Even assuming Severus crafted the passage, Laupot's arguments against this still don't hold up. Severus certainly knew the Bible well enough to be able to paraphrase Isaiah. And the entire "root and branch" metaphor could easily have been inspired by the language used by Orosius (or his source)
Supposing Laupot is right that radix and stirps were meant agriculturally (and as we have seen, there is no strong reason to suppose this), agricultural metaphors are quite common throughout ancient literature. Antiquity was an agriculture-based civilization, and everyone was more familiar with agricultural concepts than any others. Such metaphors would be most readily understood by the most people, and therefore authors would, and did, favor them. Severus certainly believed Christians were in fact a "branch" that sprouted from the "root" of Judaism. He also believed that Christianity derived from, but branched away from, the Temple cult. From Orosius we find that their shared source probably already used an agricultural metaphor (germination) and believed the Temple was no longer necessary
It is not at all improbable that Severus would have put all these pieces together and inferred that Titus destroyed the Temple to fulfill God's will because he believed destroying the Temple would sever Christianity's "root" (by destroying its radix, "base") and thus kill the "branch" (the stirpes, "descendants"). This assumption could surely evoke the Isaiah passage as a stylistic source of the metaphor
So I think ordinary authorial creativity could have lead to the colorful (but fictional) embellishment that Severus added to the story, even if Severus knew nothing of the netser connection that Laupot sees.

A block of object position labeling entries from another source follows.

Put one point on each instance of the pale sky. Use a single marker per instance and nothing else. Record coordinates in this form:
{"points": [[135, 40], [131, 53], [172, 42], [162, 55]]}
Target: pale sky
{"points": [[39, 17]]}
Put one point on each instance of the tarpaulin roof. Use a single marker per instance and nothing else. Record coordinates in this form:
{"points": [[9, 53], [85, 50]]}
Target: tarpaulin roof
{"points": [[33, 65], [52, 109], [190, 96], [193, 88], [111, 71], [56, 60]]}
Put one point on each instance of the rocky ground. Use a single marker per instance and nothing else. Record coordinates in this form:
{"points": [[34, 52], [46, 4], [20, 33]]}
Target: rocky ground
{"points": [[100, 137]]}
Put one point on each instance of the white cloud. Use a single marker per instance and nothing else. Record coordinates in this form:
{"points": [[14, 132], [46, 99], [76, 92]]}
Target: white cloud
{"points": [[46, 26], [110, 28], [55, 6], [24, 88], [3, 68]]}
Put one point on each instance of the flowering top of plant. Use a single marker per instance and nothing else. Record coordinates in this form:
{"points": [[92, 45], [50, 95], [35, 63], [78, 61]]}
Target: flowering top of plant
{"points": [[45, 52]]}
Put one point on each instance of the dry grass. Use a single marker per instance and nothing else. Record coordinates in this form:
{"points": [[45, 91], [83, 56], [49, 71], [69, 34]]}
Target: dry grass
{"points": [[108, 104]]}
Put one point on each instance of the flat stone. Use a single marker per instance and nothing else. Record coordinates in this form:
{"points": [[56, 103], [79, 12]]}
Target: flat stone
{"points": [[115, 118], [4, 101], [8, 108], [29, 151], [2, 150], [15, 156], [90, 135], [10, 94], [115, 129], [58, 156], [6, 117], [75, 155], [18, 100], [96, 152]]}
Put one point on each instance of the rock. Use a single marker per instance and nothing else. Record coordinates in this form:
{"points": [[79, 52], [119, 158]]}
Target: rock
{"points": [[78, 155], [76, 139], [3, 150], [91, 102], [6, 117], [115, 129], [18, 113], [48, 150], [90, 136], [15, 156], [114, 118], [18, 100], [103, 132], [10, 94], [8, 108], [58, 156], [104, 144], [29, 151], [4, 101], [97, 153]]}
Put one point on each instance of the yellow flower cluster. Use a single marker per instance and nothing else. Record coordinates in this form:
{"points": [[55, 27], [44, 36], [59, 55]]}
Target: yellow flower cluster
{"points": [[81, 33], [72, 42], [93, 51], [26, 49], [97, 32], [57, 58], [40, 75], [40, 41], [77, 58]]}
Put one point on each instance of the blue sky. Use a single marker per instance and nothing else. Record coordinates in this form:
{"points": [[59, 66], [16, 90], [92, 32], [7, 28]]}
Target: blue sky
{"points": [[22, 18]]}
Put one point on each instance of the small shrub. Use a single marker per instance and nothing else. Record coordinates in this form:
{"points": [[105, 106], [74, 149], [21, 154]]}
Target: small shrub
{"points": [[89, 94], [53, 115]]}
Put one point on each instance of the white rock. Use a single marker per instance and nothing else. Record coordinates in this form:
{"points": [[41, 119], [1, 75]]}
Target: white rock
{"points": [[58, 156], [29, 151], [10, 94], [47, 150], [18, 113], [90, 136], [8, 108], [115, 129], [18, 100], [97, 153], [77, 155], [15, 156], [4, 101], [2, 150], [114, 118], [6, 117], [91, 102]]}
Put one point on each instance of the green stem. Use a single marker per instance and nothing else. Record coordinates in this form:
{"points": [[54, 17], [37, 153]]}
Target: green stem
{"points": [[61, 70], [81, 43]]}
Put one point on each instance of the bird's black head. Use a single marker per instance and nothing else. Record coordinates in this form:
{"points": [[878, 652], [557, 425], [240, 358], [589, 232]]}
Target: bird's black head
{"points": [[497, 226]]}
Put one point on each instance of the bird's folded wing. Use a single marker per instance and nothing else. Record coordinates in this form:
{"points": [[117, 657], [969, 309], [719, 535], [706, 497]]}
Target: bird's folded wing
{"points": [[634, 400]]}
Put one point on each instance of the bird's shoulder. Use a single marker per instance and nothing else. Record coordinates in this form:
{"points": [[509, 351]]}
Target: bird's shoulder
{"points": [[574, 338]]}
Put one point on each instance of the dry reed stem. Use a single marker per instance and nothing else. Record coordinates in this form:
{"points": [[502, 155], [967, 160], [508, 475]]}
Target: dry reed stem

This certainly seems more probable than that Orosius would consciously exclude so crucial a point, as well as so clever a turn of phrase, in his own account of the same story, even though he clearly used the same source as Severus. But even if someone should disagree with me about this, it still follows that a 4th-century Christian author with knowledge of Hebrew and Christian tradition, comparable to that possessed by Jerome (hence conforming to all the requirements set by Laupot himself for crafting the passage) is the most probable source. This is even more probable than the theory that Tacitus (or someone comparably early) originally wrote about Zealots rather than Christians, and yet even that theory is more probable than Laupot's. Therefore, there is no reason to believe the passage in question ever came from Tacitus, or if it did, that it originally mentioned Christians.